Prime Minister details progress made to stop illegal border crossings
The plan to stop the boats is said to be starting to work
The Prime Minister’s Office and Prime Minister Rishi Sunak announced on 5 June that the plan to stop the boats is beginning to work, with small boat arrivals into the UK reprotedly down by 20 percent so far this year.
During a speech at the Western Jet Foil Processing Centre in Dover, the Prime Minister detailed the progress made on the government’s plans to combat illegal border crossings. Sunak also confirmed the following: the UK’s deal with France prevented 33,000 illegal crossings last year, 40 percent more than the year before; due to the UK’s partnership with the government of Albania, Albanian small boat arrivals are down 90 percent year-on-year and the UK has returned more than 1,800 Albanian illegal migrants and foreign criminals on weekly flights since December; the UK has increased the number of illegal working raids by more than 50 percent, and arrests have more than doubled; and the legacy asylum backlog is down almost a fifth since December, with the government said to be on track to deliver its target of clearing the backlog completely by the end of the year.

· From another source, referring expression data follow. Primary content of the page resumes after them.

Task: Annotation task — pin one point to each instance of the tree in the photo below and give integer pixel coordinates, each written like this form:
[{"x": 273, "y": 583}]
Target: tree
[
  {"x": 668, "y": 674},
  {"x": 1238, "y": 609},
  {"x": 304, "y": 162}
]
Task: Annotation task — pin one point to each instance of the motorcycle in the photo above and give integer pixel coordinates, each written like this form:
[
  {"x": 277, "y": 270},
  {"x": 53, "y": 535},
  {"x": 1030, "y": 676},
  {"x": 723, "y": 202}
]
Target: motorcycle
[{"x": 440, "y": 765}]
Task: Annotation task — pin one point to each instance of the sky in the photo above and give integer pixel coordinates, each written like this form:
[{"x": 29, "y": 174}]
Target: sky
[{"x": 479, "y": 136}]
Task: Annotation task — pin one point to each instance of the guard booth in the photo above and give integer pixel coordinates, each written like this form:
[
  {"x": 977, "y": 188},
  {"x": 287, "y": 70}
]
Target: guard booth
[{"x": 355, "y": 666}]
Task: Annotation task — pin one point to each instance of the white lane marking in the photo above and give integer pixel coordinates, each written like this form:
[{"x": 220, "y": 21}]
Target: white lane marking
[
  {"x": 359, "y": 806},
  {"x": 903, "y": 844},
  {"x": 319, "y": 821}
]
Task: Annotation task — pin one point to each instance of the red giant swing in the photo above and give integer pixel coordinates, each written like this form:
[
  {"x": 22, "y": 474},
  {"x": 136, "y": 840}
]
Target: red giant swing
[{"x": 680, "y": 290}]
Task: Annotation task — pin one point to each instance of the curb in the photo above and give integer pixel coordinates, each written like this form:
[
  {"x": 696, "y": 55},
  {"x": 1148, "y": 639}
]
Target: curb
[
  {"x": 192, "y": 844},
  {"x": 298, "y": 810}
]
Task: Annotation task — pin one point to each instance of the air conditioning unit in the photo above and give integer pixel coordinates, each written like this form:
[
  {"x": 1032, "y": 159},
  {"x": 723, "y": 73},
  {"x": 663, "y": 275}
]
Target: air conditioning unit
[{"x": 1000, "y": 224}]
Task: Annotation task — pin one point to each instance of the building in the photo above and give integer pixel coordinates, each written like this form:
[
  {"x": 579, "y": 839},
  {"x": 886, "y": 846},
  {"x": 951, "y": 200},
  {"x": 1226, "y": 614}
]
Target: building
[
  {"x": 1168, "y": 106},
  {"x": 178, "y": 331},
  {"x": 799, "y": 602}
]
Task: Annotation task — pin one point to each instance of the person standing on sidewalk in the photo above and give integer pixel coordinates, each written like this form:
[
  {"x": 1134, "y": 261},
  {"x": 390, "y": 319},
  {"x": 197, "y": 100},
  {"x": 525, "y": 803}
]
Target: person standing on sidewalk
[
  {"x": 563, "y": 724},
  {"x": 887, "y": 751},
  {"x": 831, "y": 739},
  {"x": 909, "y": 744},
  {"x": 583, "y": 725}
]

The Prime Minister also confirmed other developments related to the priority to stop the boats, including doubling the funding provided to the National Crime Agency to combat organised immigration crime, with the arrest of illegal workers in the UK more than doubling; and requesting evidence to back up modern slavery claims, which is said to have led to the tripling of refusal rates. Since the Stop the Boats Bill passed the House of Commons, Sunak confirmed that the government has been preparing so that once any legal challenges are complete, the government will be able to put the Bill into practice.